For some specialists, like Betty Spence, president of the National Association of Female Executives, the fact that women still earn lower pay offers an opportunity to employers bent on cutting labor costs. "Corporations tend to lop off the highly paid guy at the top," she said, "and replace him with a woman who is just as competent and is willing to work just as hard for less pay."
Segregation remains
For others, like Barbara R. Bergmann, a labor economist at American University in Washington, the spectacle of women gaining ground in harder times is vivid evidence that most occupations are still largely segregated by sex and that men's occupations, while often higher paying, are also more vulnerable to business cycles.
Men, for example, still hold most of the best-paying jobs in manufacturing, which has been particularly hard hit in recent years. Women, by contrast, are ensconced in white-collar occupations that tend to ride out job cuts almost untouched. These include education, healthcare and civil service employment.
Bergmann recognizes that this backdoor route to wage equality may not be the most desirable path. "We would prefer that pay converge in a strong economy," she said, "but however it happens, we should be happy it is happening."
As for the DeSistos in the Boston suburbs, Marie is working her way up the pay scale while her husband, Tom, is starting a new career as a high school math teacher earning $50,000, half his old pay.

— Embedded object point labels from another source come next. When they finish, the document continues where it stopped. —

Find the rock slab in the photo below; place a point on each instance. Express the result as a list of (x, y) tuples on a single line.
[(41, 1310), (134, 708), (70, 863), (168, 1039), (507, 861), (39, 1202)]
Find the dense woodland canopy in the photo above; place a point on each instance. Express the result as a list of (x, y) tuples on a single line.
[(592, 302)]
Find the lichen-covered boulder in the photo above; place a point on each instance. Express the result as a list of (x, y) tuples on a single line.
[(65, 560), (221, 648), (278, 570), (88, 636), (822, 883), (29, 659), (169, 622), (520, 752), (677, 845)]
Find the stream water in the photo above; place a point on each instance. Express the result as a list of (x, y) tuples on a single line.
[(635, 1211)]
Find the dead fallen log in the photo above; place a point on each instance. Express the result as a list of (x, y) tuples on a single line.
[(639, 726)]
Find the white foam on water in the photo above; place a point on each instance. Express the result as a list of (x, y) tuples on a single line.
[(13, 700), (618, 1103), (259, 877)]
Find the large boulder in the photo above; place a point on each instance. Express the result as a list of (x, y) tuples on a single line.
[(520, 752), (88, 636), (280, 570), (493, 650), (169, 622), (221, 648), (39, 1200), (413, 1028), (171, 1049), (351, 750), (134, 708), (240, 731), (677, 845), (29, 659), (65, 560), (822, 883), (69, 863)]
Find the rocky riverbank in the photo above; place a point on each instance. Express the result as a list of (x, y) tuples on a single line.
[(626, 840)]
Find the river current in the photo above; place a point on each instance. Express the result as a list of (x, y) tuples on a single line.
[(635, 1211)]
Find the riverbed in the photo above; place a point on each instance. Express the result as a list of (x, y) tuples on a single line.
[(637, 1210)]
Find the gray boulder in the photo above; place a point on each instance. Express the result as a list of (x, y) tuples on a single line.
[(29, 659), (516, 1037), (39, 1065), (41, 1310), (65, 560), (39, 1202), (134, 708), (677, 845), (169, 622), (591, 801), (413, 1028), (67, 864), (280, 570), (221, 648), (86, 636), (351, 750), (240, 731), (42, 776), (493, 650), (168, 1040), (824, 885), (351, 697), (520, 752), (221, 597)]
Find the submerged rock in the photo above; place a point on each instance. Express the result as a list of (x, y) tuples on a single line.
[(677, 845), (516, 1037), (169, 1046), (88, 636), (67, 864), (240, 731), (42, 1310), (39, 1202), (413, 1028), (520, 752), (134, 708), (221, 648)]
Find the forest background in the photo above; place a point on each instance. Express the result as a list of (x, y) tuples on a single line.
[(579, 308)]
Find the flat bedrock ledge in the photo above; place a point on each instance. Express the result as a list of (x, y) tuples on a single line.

"I'm teaching the basics at the start, algebra and geometry, moving along with the kids," he said. "You work with freshmen and sophomores and as the years go by, you teach them trig and higher math."
Early retirement
Tom DeSisto, a civil engineer, had 30 years at Verizon and its predecessors, Bell Atlantic and before that, AT&T. He had expected to work at Verizon into his 60s. But management, bent on downsizing, offered enhanced early retirement packages, with the clear message, DeSisto said, that layoffs would ensue if the retirement offer was undersubscribed.
It was not. Last year, 21,600 people took early retirement at Verizon, a number of them men like DeSisto with enough tenure to qualify for lump sum pension payouts in the high six figures. After nine months of unemployment, he took the teaching job in the school system that employs his wife.
Marie DeSisto went back to work as a nurse 11 years ago, when the youngest of the DeSistos' three children was 10, working first in the Framingham schools where her salary rose in time to $36,000 -- and then to $56,000 when she shifted to the supervisor's job in Waltham five years ago.
Her salary has risen annually ever since, partly through raises but also in recognition of a recently earned master's degree in nursing and business administration.
But what truly drives the expansion of school nursing and the rising pay, in her view, is the growing incidence of health problems among students, now that more disabled and ailing children are accepted into the public schools. Her staff has expanded to 16 nurses from nine when she arrived.
"I like to hire nurses with master's degrees and experience," she said. "They are in buildings where they are the only ones with medical knowledge."